If you are new to the industry or are considering starting a career in real estate, you may have wondered what the difference is between a real estate agent and a real estate broker.
The terms “real estate agent” and “real estate broker” are often used interchangeably. It is easy to confuse the two terms when both an agent and a broker are licensed to sell property. The basis of both roles is the same. However, an agent and a broker in the real estate industry hold two completely different jobs.
The jargon used within the real estate industry often seems like a foreign language. But, the differences between the two positions are easy to distinguish. They differ through their specific responsibilities and educational requirements.
What Is the Difference Between a Real Estate Agent and a Broker?
A real estate agent is an industry professional who facilitates real estate transactions under a brokerage. A broker may work independently to facilitate real estate transactions or start their own brokerage and employ real estate agents to work for them.
Real Estate Agent
Ultimately, a real estate agent is responsible for connecting buyers and sellers to facilitate the sale of the real estate or real property. Agents are industry professionals who take and pass all state-specific courses and fulfill licensing requirements. An agent is capable of representing both buyers and sellers for real estate transactions.
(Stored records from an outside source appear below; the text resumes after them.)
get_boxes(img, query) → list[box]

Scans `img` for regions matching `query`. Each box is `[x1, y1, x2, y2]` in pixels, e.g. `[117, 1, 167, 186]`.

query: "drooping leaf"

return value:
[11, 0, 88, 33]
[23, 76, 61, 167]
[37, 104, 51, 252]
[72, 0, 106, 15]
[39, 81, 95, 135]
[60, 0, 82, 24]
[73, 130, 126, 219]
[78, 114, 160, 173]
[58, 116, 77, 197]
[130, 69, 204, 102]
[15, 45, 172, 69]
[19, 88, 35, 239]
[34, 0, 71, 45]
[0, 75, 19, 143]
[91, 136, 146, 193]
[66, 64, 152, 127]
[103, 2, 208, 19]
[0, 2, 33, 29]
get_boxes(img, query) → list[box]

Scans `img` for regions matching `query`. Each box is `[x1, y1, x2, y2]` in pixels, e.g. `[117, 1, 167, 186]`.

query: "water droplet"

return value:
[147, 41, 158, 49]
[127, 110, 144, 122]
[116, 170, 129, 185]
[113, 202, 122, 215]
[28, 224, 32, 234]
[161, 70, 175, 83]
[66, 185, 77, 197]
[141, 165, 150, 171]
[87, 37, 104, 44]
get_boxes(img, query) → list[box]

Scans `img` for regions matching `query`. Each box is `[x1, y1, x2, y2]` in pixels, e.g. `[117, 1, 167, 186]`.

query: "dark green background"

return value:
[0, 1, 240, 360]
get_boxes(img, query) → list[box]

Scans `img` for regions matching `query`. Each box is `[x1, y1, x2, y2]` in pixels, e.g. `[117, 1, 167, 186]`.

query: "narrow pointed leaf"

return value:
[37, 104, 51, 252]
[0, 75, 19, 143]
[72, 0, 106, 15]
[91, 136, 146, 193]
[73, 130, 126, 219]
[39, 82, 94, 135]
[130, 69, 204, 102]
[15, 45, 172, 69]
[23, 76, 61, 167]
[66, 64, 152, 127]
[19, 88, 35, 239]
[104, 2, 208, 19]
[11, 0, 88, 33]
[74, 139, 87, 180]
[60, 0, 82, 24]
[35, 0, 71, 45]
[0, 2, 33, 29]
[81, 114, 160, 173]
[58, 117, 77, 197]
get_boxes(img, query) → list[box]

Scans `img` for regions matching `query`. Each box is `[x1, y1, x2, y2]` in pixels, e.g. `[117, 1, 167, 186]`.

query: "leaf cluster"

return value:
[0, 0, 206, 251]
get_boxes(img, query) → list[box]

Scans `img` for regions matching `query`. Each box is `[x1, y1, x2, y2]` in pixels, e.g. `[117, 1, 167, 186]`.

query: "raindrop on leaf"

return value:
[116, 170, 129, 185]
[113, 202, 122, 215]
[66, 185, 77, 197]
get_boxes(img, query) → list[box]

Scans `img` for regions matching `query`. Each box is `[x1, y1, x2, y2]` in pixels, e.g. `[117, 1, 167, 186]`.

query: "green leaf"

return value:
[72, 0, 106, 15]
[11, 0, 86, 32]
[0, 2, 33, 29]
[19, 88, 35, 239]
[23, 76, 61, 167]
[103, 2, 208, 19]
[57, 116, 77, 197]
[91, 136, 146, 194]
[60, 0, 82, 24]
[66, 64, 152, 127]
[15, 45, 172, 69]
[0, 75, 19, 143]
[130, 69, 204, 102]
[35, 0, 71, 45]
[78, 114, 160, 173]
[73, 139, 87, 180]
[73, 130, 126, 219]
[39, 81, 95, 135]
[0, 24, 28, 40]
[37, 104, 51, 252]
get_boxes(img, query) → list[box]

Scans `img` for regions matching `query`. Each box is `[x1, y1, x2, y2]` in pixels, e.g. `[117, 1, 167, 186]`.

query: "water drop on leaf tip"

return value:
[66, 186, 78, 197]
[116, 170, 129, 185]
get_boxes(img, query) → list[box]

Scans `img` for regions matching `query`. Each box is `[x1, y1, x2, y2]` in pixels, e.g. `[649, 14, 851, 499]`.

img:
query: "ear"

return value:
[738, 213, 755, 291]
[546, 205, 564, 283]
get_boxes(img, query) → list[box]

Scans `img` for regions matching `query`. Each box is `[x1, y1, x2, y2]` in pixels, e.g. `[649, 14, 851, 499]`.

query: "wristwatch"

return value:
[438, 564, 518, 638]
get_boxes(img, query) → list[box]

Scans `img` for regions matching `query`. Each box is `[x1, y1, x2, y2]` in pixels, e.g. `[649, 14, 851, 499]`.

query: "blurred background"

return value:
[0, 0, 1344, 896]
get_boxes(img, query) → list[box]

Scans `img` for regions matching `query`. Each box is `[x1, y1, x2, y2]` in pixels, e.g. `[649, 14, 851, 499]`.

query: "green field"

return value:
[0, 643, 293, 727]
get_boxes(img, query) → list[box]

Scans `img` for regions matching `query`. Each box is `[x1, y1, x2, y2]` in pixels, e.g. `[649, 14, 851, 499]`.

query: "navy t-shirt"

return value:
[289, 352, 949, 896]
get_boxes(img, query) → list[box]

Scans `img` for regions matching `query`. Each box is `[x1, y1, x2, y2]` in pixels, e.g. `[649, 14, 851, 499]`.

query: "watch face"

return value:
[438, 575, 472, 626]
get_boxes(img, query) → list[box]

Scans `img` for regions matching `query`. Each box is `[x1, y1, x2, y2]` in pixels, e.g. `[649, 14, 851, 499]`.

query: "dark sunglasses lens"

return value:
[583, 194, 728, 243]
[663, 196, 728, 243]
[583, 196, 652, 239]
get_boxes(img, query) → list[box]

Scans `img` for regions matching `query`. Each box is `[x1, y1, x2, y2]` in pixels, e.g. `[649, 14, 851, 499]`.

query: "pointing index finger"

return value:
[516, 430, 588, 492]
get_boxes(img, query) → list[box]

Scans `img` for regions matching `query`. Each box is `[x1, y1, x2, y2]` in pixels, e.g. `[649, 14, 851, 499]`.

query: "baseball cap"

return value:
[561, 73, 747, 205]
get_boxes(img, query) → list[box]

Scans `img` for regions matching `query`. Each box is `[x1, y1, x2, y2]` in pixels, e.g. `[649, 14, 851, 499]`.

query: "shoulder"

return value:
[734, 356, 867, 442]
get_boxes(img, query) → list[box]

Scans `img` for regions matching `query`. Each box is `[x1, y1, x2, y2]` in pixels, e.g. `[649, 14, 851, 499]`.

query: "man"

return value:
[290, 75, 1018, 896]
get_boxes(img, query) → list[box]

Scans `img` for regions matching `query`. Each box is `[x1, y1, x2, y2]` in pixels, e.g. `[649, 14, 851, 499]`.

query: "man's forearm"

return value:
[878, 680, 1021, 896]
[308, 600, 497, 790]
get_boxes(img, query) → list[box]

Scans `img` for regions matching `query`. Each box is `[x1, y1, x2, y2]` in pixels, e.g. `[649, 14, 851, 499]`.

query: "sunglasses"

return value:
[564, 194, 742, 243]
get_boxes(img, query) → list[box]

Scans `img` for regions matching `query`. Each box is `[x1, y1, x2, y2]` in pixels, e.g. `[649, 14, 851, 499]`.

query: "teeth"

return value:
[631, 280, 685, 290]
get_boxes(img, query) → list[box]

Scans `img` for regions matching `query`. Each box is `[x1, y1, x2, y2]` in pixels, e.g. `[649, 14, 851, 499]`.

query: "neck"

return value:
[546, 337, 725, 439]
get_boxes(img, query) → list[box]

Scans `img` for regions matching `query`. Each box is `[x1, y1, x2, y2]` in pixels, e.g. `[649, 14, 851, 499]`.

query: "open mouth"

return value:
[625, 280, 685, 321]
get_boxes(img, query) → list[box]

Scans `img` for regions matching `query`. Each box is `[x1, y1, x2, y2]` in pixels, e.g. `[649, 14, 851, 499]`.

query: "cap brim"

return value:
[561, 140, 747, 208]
Additionally, an agent works under a brokerage and cannot work independently.
Responsibilities of a Real Estate Agent
Match a Buyer’s wishlist to Available Properties on the Market
Real estate agents listen to what a buyer is looking for and attempt to find a match by targeting specific neighborhoods and evaluating the features of a property.
Submit Offers and Negotiate
After a buyer finds a property they are interested in buying, the agent submits and offer and is capable of negotiating until terms are agreed upon by both parties.
Real estate agents are responsible for guiding clients through the finalization of purchases. They complete tasks such as finalizing paperwork, facilitating repairs and inspections, and navigating the closing of the sale.
Types of Real Estate Agents
|Type of Agent||Job Description|
|Seller's Agent (Listing Agent)||
When you decide to sell your home, you will need to work with a seller's agent.
A seller's agent or listing agent is responsible for representing the person who is selling a property in the real estate transaction. These agents are industry professionals who have exstensive knowledge of local housing markets and are excellent at negotiating and moving quickly throughout the selling process.
A seller's agent has the following responsibilities.
|Buyer's Agent (Selling Agent)||
When you decide to buy a new home, you will need to work with a buyer's agent.
A buyer's agent or selling agent works with the individual who is purchasing real estate or real property – the buyer. Buyer's agents are industry professionals who understand the complex transaction process and who have in-depth knowledge of local housing markets so that they can present the buyer with properties that match what they might be looking for.
A buyer's agent has the following responsibilities.
Real Estate Broker
Brokers typically complete more training than real estate agents. Their training allows them to independently facilitate property transactions or own a brokerage, supervising other agents. A brokerage company's primary duty is to act as a middleman who assists or represents buyers and sellers in the transaction process. A broker who owns a brokerage employs other real estate agents to work under them. Brokers are capable of overseeing more technical parts of real estate transactions.
Responsibilities of a Real Estate Broker
Can Do Everything Real Estate Agents Can Do
Before someone can become a broker, they must first pass the real estate licensing required in their state. They are capable of completing each step of the real estate purchasing process.
Supervise and Guide Other Agents
Brokers who oversee a brokerage manage the day-to-day of running a firm, providing support to agents in the form of technology, marketing, mentoring, and listings. Many go through advanced training courses in order to become a broker and can help with complicated real estate transaction.
Is It Better to Be a Real Estate Agent or a Broker?
It all depends on what you are looking for.
Some real estate agents are happy to continue working with their team. They enjoy having the available resources their brokerage offers. Working for a brokerage provides an agent with brand presence, networking opportunities, and one-on-one training.
But, for the self-motivated agents who are aspiring to be their own boss, becoming a broker may be the next step in their career.
The process and requirements to become a broker are different in every state. For example, Colorado brokerage licensing requires the following certifications: completion of a 24-hour Brokerage Administration Course, two (2) years of active real estate experience, and must meet the requirements of Colorado Rule A-27.
In Texas, however, agents who wish to become an individual broker must have 4 years of active experience (3600 points), take 270 hours of qualifying education including the Brokerage Administration Course, and pass the Texas license exam.